In keeping with recent erosion of patent rights, patent owners’ power to control the post-sale use and sale of their patented products was severely limited this week by the U.S. Supreme Court in the highly anticipated case regarding the patent exhaustion doctrine, Lexmark Int’l, Inc. v. Impression Prods., Inc., No. 15-1189.
As we reported earlier here, the Federal Circuit previously provided patent owners with some power to control their patented products—even after an authorized sale. Specifically, the Federal Circuit held, in an en banc decision, that a patent owner’s patent rights are not exhausted if a patented product is sold with a clearly communicated restriction and that an authorized foreign sale of a product does not exhaust the patent owner’s U.S. patent rights to exclude associated with that product.
The Supreme Court, however, said that the Federal Circuit was wrong on both points. The Court held that a “patentee’s decision to sell a product exhausts all of its patent rights in that item, regardless of any restrictions the patentee purports to impose or the location of the sale.” Slip Op., at 2.
Overturning more than 25 years of settled Federal Circuit law, the High Court held that a patent owner exhausts its patent rights in a patented product the moment it is sold in the United States, regardless of any restrictions the patent owner purports to impose on that sale. As a result, even if a patent owner’s contractual restrictions may be clear and enforceable under contract law, they do not entitle the patent owner to retain patent rights—the right to exclude—in an item it has elected to sell. With respect to the authorized foreign sale issue, the Supreme Court likewise held that an authorized sale outside the United States, just as one within, exhausts all rights under the Patent Act.
At the root of its decision on both issues was the Supreme Court’s view that the patent exhaustion rule marks the point where patent rights yield to the common law principle against restraints on alienation of chattels.

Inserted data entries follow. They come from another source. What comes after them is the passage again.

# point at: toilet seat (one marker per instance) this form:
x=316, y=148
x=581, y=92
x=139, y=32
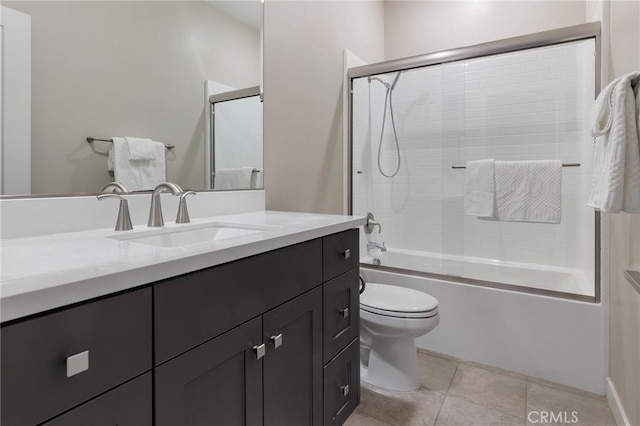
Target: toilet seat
x=398, y=302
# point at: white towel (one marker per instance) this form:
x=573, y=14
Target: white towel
x=233, y=178
x=529, y=191
x=616, y=125
x=137, y=175
x=142, y=148
x=479, y=189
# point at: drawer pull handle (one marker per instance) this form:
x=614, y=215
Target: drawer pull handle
x=276, y=340
x=77, y=363
x=344, y=390
x=260, y=350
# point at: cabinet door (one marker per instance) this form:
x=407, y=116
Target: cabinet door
x=217, y=383
x=293, y=364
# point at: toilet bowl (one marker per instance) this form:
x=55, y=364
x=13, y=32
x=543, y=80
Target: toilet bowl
x=391, y=318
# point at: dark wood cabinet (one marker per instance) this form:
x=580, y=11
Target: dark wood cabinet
x=293, y=363
x=269, y=340
x=110, y=337
x=219, y=382
x=342, y=385
x=128, y=405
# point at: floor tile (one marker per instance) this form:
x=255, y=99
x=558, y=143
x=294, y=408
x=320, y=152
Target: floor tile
x=436, y=373
x=460, y=412
x=401, y=408
x=490, y=389
x=588, y=410
x=357, y=419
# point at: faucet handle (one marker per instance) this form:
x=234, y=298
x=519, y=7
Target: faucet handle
x=183, y=213
x=123, y=223
x=371, y=224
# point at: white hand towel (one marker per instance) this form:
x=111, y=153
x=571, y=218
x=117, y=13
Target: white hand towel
x=529, y=191
x=233, y=178
x=138, y=175
x=615, y=122
x=479, y=189
x=142, y=148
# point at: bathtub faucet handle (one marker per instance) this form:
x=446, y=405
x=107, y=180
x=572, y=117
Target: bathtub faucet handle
x=371, y=224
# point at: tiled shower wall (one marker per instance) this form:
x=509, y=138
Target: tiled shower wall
x=532, y=104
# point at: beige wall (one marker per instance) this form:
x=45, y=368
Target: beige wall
x=110, y=68
x=417, y=27
x=624, y=310
x=303, y=73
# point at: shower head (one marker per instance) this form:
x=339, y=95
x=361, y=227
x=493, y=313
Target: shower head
x=387, y=85
x=395, y=81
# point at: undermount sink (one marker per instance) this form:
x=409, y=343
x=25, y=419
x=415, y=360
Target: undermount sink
x=186, y=235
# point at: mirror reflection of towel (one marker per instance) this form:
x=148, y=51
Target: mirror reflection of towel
x=137, y=175
x=233, y=178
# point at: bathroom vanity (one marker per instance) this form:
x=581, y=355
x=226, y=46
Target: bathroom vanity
x=266, y=333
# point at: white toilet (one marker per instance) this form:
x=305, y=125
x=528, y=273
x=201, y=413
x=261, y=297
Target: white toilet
x=391, y=318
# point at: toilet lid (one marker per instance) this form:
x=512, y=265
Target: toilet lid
x=397, y=301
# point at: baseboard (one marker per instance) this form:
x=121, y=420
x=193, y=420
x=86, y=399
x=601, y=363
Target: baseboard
x=616, y=405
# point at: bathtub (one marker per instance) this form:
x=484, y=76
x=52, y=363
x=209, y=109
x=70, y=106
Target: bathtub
x=550, y=338
x=548, y=280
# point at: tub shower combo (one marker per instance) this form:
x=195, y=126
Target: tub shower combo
x=414, y=124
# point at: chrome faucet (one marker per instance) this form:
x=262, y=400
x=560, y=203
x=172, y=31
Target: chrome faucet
x=115, y=187
x=371, y=224
x=155, y=213
x=123, y=223
x=372, y=245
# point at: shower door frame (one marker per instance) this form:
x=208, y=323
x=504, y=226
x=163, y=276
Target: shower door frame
x=590, y=30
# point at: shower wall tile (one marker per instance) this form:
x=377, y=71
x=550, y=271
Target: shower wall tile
x=517, y=106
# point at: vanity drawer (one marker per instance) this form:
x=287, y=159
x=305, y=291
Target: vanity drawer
x=341, y=316
x=59, y=360
x=193, y=308
x=127, y=405
x=340, y=252
x=342, y=385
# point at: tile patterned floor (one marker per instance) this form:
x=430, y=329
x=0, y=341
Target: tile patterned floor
x=457, y=393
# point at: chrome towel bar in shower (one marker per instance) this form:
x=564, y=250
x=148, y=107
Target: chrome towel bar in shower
x=563, y=165
x=252, y=171
x=90, y=140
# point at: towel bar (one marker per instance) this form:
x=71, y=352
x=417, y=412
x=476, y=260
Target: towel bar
x=563, y=165
x=252, y=171
x=90, y=140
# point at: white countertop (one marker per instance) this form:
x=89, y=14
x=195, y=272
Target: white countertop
x=51, y=271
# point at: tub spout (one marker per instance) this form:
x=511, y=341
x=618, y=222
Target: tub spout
x=374, y=245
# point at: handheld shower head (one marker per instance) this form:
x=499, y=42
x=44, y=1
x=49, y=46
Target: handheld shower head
x=384, y=83
x=395, y=81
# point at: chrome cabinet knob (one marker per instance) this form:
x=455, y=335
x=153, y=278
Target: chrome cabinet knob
x=276, y=340
x=123, y=223
x=344, y=390
x=260, y=350
x=77, y=363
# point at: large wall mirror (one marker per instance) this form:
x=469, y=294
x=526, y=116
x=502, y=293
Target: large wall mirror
x=110, y=69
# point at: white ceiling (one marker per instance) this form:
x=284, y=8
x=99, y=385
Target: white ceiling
x=247, y=11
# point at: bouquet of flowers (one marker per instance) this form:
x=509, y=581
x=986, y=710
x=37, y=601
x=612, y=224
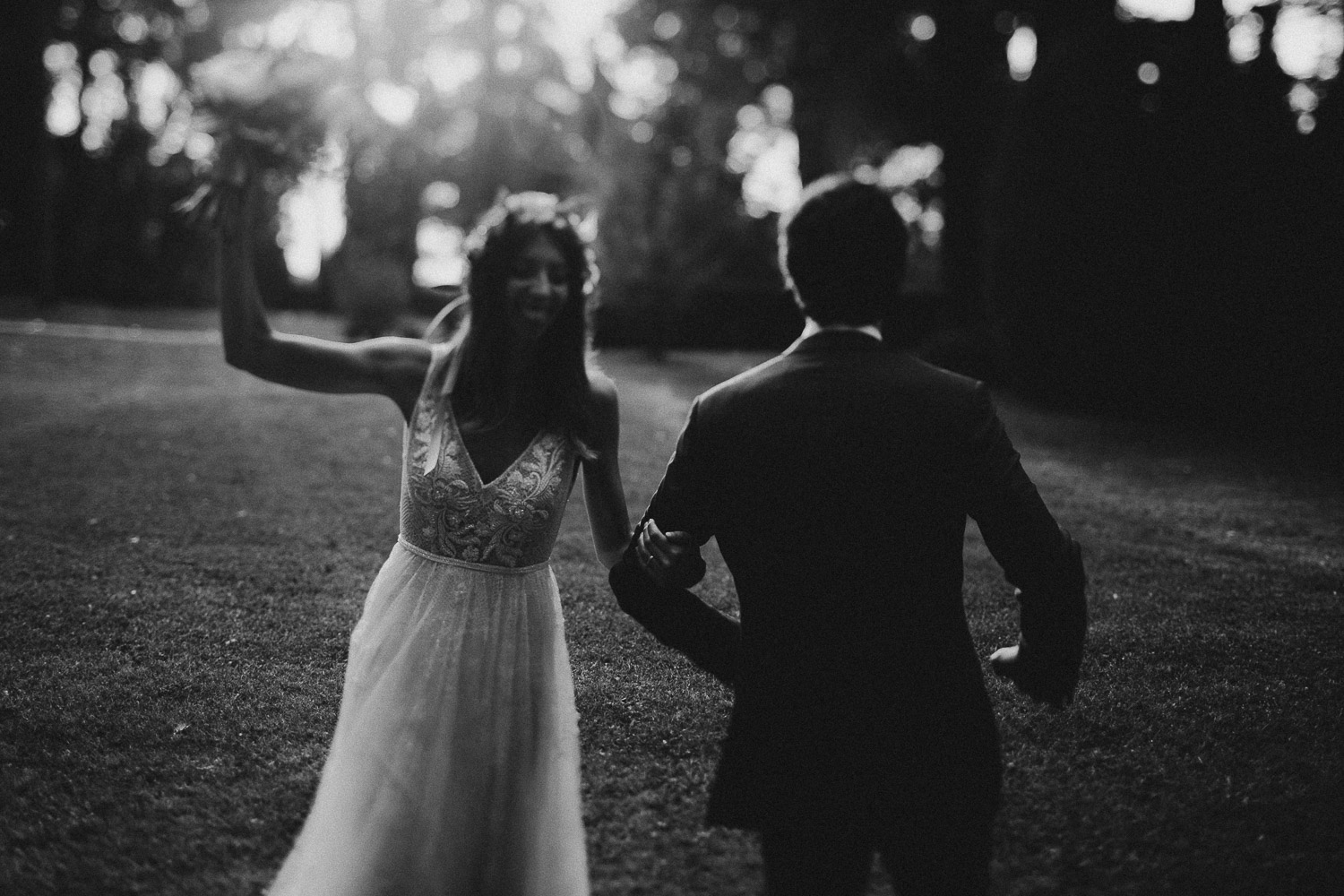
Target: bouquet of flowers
x=268, y=110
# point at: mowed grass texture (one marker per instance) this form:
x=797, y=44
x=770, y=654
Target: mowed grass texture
x=185, y=549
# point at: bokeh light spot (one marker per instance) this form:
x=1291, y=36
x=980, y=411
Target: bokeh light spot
x=922, y=27
x=1021, y=53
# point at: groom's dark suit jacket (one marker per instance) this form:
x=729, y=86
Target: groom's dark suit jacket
x=838, y=478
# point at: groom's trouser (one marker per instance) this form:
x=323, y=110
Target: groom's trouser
x=938, y=853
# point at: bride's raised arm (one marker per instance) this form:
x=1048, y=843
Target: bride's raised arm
x=602, y=490
x=386, y=366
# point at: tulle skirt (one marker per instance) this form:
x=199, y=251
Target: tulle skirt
x=454, y=766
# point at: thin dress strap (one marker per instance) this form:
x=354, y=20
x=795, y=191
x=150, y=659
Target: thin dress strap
x=445, y=358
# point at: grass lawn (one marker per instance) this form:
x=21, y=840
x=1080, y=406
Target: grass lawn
x=185, y=549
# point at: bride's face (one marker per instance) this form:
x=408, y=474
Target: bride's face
x=537, y=287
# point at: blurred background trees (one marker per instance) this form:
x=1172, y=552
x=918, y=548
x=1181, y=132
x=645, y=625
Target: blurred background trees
x=1132, y=206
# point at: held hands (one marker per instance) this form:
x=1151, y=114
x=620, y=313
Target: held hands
x=671, y=559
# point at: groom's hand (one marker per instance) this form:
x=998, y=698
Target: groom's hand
x=672, y=559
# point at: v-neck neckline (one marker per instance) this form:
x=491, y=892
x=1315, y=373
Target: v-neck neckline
x=467, y=452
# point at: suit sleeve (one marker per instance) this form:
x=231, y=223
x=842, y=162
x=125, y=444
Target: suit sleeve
x=1037, y=556
x=676, y=616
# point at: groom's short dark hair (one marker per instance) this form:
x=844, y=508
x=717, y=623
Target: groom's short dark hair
x=843, y=252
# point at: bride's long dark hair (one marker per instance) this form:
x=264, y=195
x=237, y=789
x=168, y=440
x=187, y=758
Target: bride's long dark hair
x=562, y=355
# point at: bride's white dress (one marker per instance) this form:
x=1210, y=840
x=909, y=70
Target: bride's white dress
x=454, y=766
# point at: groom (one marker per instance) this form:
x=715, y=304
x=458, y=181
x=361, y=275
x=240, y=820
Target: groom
x=838, y=478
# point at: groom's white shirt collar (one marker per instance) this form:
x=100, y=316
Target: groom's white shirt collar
x=812, y=328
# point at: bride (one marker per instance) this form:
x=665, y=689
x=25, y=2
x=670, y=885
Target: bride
x=454, y=763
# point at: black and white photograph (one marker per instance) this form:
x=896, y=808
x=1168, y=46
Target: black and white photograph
x=671, y=447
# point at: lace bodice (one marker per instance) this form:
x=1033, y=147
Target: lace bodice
x=446, y=511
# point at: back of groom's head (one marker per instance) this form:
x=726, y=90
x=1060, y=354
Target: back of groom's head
x=843, y=252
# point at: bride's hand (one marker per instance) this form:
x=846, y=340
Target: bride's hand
x=1034, y=678
x=672, y=559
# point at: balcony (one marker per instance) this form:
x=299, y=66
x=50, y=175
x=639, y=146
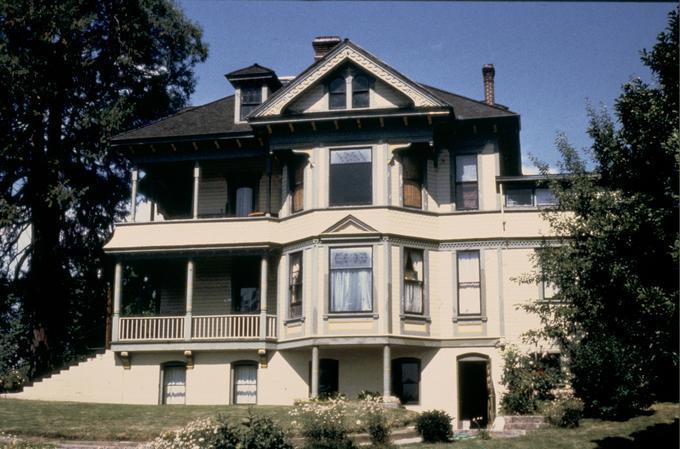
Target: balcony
x=203, y=328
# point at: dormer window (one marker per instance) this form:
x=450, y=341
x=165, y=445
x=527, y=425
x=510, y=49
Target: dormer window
x=360, y=89
x=251, y=97
x=337, y=94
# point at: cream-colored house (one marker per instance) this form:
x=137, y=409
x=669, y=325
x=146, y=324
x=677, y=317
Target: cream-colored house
x=347, y=229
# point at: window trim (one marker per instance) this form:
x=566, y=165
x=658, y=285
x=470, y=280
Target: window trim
x=350, y=313
x=458, y=185
x=330, y=165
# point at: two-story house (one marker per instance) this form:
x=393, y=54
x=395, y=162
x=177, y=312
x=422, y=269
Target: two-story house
x=342, y=230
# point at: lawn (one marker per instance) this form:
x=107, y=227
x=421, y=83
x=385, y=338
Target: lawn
x=656, y=430
x=79, y=421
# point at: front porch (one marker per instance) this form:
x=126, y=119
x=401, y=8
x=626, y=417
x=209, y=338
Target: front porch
x=225, y=297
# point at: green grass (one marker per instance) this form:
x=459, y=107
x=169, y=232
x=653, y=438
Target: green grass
x=99, y=422
x=658, y=430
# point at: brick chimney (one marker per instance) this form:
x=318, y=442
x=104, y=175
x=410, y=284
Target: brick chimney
x=488, y=73
x=323, y=45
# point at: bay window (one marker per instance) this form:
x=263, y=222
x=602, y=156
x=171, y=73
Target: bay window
x=295, y=285
x=351, y=279
x=469, y=284
x=413, y=281
x=467, y=197
x=350, y=177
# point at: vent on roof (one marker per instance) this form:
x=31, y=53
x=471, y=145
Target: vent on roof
x=323, y=45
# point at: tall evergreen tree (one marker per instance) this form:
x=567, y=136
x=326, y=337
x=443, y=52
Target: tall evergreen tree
x=74, y=72
x=616, y=265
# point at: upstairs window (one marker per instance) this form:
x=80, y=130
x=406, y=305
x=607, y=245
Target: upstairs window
x=413, y=180
x=413, y=281
x=469, y=284
x=351, y=280
x=337, y=94
x=360, y=92
x=295, y=285
x=350, y=177
x=251, y=97
x=467, y=197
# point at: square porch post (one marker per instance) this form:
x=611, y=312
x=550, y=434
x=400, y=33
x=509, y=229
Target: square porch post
x=117, y=294
x=189, y=300
x=263, y=296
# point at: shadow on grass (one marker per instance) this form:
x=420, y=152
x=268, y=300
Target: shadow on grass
x=658, y=436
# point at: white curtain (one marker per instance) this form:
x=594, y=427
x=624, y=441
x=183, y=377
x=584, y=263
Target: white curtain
x=174, y=378
x=350, y=290
x=413, y=288
x=244, y=201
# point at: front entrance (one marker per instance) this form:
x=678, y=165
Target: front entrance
x=474, y=397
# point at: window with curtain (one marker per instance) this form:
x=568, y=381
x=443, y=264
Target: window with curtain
x=406, y=380
x=466, y=182
x=351, y=280
x=251, y=97
x=413, y=281
x=337, y=98
x=360, y=92
x=469, y=285
x=413, y=168
x=351, y=177
x=295, y=285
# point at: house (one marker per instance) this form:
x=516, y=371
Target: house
x=343, y=230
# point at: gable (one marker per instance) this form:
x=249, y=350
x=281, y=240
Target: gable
x=350, y=225
x=305, y=87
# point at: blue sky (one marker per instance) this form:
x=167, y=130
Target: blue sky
x=551, y=59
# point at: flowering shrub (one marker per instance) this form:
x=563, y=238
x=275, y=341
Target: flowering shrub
x=434, y=426
x=376, y=423
x=323, y=423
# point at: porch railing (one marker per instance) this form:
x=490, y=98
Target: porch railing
x=209, y=327
x=151, y=328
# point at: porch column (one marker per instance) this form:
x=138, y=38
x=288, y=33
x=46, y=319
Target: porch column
x=315, y=371
x=189, y=299
x=387, y=371
x=263, y=296
x=133, y=199
x=117, y=293
x=194, y=198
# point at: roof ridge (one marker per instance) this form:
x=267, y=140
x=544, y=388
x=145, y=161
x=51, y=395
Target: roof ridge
x=166, y=117
x=483, y=103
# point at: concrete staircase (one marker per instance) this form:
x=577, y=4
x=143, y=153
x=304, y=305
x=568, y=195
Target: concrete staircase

According to the near-unanimous Court, it is this fundamental common law principle that prevents a patent owner from restraining the future use and sale of a patented product that it has elected to sell, regardless of the location of the sale. “As a result, restrictions and location are irrelevant; what matters is the patentee’s decision to make a sale.” Slip Op., at 18.
The ban on post-sale restrictions was decided 8-0, but the Court’s decision to apply the patent exhaustion doctrine to foreign sales was decided 7-1. Justice Ginsburg dissented from the majority’s holding and wrote that foreign sales should not exhaust U.S. patent rights because “a sale abroad operates independently of the U.S. patent system, [and therefore] it makes little sense to say that such a sale exhausts an inventor’s U.S. patent rights.” Slip Op., at 2. Justice Gorsuch did not participate in the case.
As we predicted, the Supreme Court’s decision in this case has rewritten longstanding patent law doctrine. As such, practitioners, patent owners, and parties accused of infringement must take note of these critical changes. It remains to be seen just how profound the impact of this sea change in the law will be. At a minimum, however, patent holders should assess how they participate in our global economy to determine the effect of this decision on their patent rights, particularly in the context of increasingly complex and interconnected sales channels and supply chains.